In the End, Open Internet Wins
It was 50 years ago this week that Net Neutrality was finally adopted as a irrefutable policy in the United States. This was after several court battles and great concern by the telcos who had to live within the new framework. Many predicted stagnation of innovation and the economy. But it didn’t turn out that way.

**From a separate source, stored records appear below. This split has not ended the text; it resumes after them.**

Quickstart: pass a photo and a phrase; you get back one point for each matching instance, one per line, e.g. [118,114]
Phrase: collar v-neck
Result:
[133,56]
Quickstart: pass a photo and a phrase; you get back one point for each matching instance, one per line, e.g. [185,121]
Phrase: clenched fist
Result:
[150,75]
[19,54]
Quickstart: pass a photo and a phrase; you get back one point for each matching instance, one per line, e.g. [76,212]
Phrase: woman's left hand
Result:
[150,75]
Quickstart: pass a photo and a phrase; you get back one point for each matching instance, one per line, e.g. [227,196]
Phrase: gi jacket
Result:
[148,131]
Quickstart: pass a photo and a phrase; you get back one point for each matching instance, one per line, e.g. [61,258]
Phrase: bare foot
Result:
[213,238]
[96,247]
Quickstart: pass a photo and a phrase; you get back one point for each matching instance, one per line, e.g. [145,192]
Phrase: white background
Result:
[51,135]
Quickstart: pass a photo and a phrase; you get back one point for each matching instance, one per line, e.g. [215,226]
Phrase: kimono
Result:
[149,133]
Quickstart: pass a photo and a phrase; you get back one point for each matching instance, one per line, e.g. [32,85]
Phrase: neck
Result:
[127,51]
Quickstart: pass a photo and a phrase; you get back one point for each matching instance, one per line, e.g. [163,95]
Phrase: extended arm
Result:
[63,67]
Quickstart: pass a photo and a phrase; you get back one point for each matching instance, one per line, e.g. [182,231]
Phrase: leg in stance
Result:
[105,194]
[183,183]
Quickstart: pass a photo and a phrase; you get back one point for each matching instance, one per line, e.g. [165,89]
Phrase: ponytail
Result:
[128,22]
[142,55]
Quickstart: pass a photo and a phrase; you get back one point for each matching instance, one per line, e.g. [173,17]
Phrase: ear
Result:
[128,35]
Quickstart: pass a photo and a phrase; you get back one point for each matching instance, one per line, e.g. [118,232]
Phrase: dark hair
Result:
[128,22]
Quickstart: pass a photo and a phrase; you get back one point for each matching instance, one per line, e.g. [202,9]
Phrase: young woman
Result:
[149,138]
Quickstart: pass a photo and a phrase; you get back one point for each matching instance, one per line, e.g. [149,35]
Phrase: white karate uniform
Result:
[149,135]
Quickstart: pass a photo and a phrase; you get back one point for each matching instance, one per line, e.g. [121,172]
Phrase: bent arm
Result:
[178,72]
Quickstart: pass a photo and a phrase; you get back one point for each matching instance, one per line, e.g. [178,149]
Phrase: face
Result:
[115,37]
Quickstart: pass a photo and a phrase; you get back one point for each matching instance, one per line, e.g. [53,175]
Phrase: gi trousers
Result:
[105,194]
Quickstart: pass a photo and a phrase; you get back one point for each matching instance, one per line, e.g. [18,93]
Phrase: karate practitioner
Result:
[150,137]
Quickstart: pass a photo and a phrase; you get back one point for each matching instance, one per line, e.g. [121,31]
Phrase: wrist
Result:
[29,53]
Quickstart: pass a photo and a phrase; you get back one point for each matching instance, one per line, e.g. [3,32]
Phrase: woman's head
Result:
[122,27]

Regulation of ISPs Led to Breakthrough Research and Invigorated Company Stocks
Deregulation of telecommunications in the last century had many positive outcomes, however, by the 2010’s telcos struggled to compete on equal footing with high flying Internet companies. Cost cutting was the preferred method to keep profits high. After the net neutrality rulings, the resulting massive consolidation in the industry was painful and disruptive. Once the dust settled, the telcos’ steady financial performance and high dividends worked to their benefit. With what became a new flavor of “cost plus” regulation, their ability to fund R&D without impacting profit margins led to breakthroughs in compact fusion and batteries that rivaled the earlier Bell Lab.
Global Accord Reached by 2025 Benefited Developing Countries
Widespread adoption of Net Neutrality effectively barred telcos in developing countries from charging a fee for traffic entering their borders. Barack Obama, the American President who led the fight for Net Neutrality, knew that developing countries had to have alternative ways to fund communications infrastructure. Upon leaving office in 2016, he worked tirelessly to bring together global tech companies, governments and telcos to address this issue. He is widely credited with the Naypyidaw Accords that were adopted by most countries by 2025. The accords funded telecommunications infrastructure with a global micro tax on each share of stock traded equal to ¥0.000000001 (CNY).